La France a réuni mardi à Paris une quinzaine de représentants de pays pro-nucléaire du Vieux continent, afin d’établir « une feuille de route » du développement de cette énergie, s’érigeant en fer de lance européen de l’atome. Il s’agit de déterminer de quelle manière « le nucléaire va contribuer à atteindre nos objectifs de neutralité carbone dans les 30 ans qui viennent », a déclaré devant la presse la ministre de la Transition énergétique Agnès Pannier-Runacher, alors que, parallèlement, l’Assemblée nationale devait voter définitivement mardi le projet de loi de relance du nucléaire en France.
Quinze pays étaient conviés au ministère: Belgique, Bulgarie, Croatie, République tchèque, Estonie, Finlande, Hongrie, Pays-Bas, Pologne, Roumanie, Slovénie, Suède, Slovaquie, ainsi qu’Italie (« pays observateur ») et Royaume-Uni comme « invité spécial » venu partager son retour d’expérience. « Cette réunion a montré que nous pouvions, si on assemblait tous les projets, (…) atteindre un potentiel de 150 gigawatts (GW) de nucléaire déployé en 2050 », contre 100 GW aujourd’hui, a déclaré Mme Pannier-Runacher.
Ce chiffre est le résultat de « l’addition des différents projets » et « la projection de ce que représenterait le simple maintien de la part du nucléaire dans le mix électrique européen (25%) », a précisé la ministre. A la clef, selon elle, « 450.000 recrutements supplémentaires en Europe ». L’ONG Greenpeace, dont quelques militants ont manifesté devant le ministère, a dénoncé une « diversion climatique », estimant que, compte tenu du temps nécessaire pour construire des réacteurs, le nucléaire serait « hors délai pour répondre à la crise climatique et énergétique ».
« Le nucléaire est une énergie trop lente à construire et vulnérable aux impacts du dérèglement climatique », a-t-elle insisté. « Alors que les prochaines années seront cruciales pour mettre l’Europe sur la bonne trajectoire climatique, aucun des nouveaux EPRs annoncé par le gouvernement français ne sera prêt avant au mieux une quinzaine d’années », selon l’ONG.
Cette réunion de l’alliance nucléaire intervient alors que les Vingt-Sept entament leurs négociations sur un projet de loi visant à encourager l’essor des technologies vertes dans l’UE, en réponse à l’Inflation Reduction Act américain (plan massif de subventions vertes).
Peser
Proposé mi-mars par la Commission européenne, ce projet de « règlement pour une industrie à zéro émission » de gaz à effet de serre propose de nombreux allègements réglementaires, outre une simplification des aides d’Etat.

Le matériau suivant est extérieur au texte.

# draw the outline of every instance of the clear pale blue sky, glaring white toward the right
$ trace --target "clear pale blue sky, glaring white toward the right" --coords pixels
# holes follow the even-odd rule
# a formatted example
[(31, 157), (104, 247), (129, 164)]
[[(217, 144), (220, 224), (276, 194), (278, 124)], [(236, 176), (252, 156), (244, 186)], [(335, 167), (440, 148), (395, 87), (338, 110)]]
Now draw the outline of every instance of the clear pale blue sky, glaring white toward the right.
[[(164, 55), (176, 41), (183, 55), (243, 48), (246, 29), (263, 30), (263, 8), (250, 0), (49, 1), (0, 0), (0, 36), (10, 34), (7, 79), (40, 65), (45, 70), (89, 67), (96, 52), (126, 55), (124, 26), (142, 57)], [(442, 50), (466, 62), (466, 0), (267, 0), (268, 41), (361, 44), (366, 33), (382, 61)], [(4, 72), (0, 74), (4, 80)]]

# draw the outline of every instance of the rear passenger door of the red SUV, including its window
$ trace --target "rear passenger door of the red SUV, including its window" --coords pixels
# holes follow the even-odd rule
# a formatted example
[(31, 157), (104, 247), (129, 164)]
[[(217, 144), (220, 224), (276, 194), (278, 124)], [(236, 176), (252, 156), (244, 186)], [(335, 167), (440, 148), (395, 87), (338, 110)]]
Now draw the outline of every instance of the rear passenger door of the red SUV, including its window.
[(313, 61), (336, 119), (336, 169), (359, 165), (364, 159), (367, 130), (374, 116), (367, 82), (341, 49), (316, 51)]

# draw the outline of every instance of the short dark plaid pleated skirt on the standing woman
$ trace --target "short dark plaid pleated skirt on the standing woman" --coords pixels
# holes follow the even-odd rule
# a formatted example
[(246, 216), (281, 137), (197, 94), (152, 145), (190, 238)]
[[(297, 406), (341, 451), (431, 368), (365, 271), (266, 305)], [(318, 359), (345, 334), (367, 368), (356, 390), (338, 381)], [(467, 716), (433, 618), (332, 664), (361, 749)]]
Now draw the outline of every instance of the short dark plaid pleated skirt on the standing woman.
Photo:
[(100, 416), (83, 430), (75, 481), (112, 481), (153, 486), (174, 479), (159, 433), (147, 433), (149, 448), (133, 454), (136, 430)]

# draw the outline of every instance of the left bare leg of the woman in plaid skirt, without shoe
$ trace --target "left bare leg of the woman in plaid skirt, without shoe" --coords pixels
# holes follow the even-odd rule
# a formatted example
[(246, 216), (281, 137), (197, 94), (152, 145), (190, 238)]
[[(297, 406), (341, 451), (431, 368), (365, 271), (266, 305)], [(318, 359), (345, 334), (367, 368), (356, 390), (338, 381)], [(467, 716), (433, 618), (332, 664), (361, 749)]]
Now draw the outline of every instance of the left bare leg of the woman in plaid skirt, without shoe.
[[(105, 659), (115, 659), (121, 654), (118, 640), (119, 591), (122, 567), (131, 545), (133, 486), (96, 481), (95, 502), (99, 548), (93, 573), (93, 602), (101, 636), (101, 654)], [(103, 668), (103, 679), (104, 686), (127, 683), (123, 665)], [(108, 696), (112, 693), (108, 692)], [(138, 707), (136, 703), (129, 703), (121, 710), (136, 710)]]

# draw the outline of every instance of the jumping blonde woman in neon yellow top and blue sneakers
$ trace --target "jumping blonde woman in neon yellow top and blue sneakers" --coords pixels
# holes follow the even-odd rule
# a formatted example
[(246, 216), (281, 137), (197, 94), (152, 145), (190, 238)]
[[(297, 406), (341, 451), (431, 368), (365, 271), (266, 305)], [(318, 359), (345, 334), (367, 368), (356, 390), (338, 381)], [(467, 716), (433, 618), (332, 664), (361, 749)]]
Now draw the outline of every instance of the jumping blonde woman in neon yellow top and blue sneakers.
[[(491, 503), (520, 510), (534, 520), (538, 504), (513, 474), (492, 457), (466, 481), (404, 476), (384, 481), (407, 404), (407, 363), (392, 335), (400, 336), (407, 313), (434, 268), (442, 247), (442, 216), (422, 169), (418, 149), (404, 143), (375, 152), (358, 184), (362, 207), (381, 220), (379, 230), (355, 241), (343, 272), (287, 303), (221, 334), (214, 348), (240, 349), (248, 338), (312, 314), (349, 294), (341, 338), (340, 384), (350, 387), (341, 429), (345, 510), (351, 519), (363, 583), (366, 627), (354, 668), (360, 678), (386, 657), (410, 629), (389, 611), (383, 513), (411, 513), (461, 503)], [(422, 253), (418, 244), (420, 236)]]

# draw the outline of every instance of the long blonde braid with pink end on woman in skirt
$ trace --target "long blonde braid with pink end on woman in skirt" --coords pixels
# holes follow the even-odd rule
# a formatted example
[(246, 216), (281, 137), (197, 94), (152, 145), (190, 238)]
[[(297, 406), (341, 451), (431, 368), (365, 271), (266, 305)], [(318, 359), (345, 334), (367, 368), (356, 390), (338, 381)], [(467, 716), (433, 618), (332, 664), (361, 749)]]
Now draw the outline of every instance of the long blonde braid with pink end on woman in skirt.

Il cite le nucléaire parmi les moyens de décarboner l’économie, ce qui constitue une victoire politique pour la France et les pays de l’UE pro-atome.
Mais, en pratique, ne sont concernés que les réacteurs de 4e génération qui n’existent pas encore et doivent permettre de réduire les déchets quasiment à zéro, les petits réacteurs modulaires, également en cours de développement, et de futurs combustibles. Un périmètre restreint susceptible de satisfaire le camp des anti-nucléaires emmenés par l’Allemagne.
Mme Pannier-Runacher a exprimé mardi le voeu que les échanges entre pro-nucléaires « permettent d’aider à construire un consensus au sein du conseil européen de l’énergie pour intégrer pleinement le nucléaire dans la stratégie énergétique de l’Union ». Il s’agit de la troisième réunion de cette alliance, constituée pour défendre le nucléaire dans la décarbonation de l’économie.
Pour la première fois cependant, elle ne s’est pas réunie en marge d’un conseil européen de l’énergie mais indépendamment. Dans une déclaration commune, les participants à cette réunion ont également souligné « la nécessité de veiller à ce que l’Europe continue à réduire sa dépendance à l’égard des importations russes », notamment en ce qui concerne le combustible nucléaire.
En intégrant le Royaume-Uni, « sur la filière nucléaire, nous sommes indépendants au-delà de 90%, il n’y a aucune autre énergie sur laquelle nous avons ce niveau d’indépendance », a souligné Mme Pannier-Runacher. S’agissant des pays qui comptent sur leur sol des centrales de technologie russe, la ministre a estimé à « une petite dizaine d’années » le temps nécessaire pour sortir de la dépendance au combustible russe.